SMEs and startups get proportionally adjusted penalties. The Act explicitly states that fines for small enterprises should account for their economic viability. But "adjusted" does not mean "waived."

Who Enforces It

National competent authorities

Each EU member state designates at least one national authority for market surveillance and enforcement. These bodies handle complaints, conduct investigations, and impose fines within their jurisdiction.

The European AI Office

Established within the European Commission, the AI Office has direct enforcement power over providers of general-purpose AI models (think foundation models like GPT-4.5 or Claude 4.6). For these models, the AI Office can impose fines of up to 15 million euros or 3% of global turnover.

National data protection authorities

When AI Act violations overlap with GDPR breaches, data protection authorities may be involved. This dual enforcement risk is real. See our AI Act vs GDPR comparison for the overlap points.

Enforcement Timeline

Penalties phase in with the rest of the Act:

  • February 2025: Fines for prohibited AI practices enforceable.
  • August 2025: General-purpose AI model enforcement by the AI Office begins.
  • August 2026: Full enforcement of high-risk requirements and all remaining provisions.
  • August 2027: Enforcement extends to high-risk AI in Annex I products.

For the complete schedule, see our EU AI Act timeline.

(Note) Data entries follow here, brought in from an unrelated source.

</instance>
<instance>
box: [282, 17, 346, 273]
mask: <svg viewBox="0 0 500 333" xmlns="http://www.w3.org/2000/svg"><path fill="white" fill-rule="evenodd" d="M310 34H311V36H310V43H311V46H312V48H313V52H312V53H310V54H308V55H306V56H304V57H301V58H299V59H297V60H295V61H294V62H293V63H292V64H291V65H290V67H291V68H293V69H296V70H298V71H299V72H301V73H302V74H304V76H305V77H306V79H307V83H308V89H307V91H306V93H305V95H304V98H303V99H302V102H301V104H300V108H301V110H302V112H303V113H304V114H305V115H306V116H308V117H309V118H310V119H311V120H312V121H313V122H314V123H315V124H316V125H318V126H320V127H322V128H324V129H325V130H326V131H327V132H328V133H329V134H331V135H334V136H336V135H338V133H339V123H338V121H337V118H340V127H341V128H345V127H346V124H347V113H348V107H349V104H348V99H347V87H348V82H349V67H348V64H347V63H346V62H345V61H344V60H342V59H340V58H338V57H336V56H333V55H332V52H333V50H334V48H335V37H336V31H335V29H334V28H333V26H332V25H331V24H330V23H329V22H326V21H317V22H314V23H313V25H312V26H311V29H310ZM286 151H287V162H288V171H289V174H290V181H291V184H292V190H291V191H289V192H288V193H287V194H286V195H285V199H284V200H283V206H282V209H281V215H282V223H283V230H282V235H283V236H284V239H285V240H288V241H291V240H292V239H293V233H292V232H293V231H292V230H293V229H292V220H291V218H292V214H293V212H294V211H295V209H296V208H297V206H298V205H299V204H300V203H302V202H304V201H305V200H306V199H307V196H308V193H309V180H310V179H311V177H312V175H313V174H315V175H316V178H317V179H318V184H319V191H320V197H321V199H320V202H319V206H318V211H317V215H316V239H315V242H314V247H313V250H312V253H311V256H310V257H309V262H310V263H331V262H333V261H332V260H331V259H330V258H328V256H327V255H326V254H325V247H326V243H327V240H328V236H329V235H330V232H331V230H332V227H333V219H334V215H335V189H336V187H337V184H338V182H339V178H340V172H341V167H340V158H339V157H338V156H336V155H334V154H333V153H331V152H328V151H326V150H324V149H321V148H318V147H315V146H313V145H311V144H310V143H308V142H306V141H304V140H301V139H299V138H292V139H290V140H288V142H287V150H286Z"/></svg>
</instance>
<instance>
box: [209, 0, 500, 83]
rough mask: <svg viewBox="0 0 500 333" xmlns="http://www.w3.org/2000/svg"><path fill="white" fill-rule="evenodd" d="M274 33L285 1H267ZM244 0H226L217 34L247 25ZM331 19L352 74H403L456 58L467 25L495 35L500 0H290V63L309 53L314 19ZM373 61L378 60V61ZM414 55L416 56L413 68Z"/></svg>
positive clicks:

Beyond Fines: Other Consequences

Financial penalties are not the only enforcement tool:

  • Market withdrawal: Authorities can order non-compliant AI systems removed from the EU market.
  • Public naming: Enforcement actions can be published, creating reputational damage.
  • Injunctions: Courts can prohibit specific AI deployments pending compliance.
  • Contractual impact: Enterprise customers are increasingly requiring AI Act compliance in procurement. Non-compliance locks you out of deals.

How to Minimize Exposure

Start with the risk classification to know where your systems stand. Complete the compliance checklist for each high-risk system. For customer support AI, make sure transparency disclosures are in place.

The organizations that document their compliance efforts in real time will be in the strongest position if enforcement comes. Regulators in every jurisdiction look more favorably on companies that made genuine efforts, even imperfect ones, than on those that ignored the regulation entirely.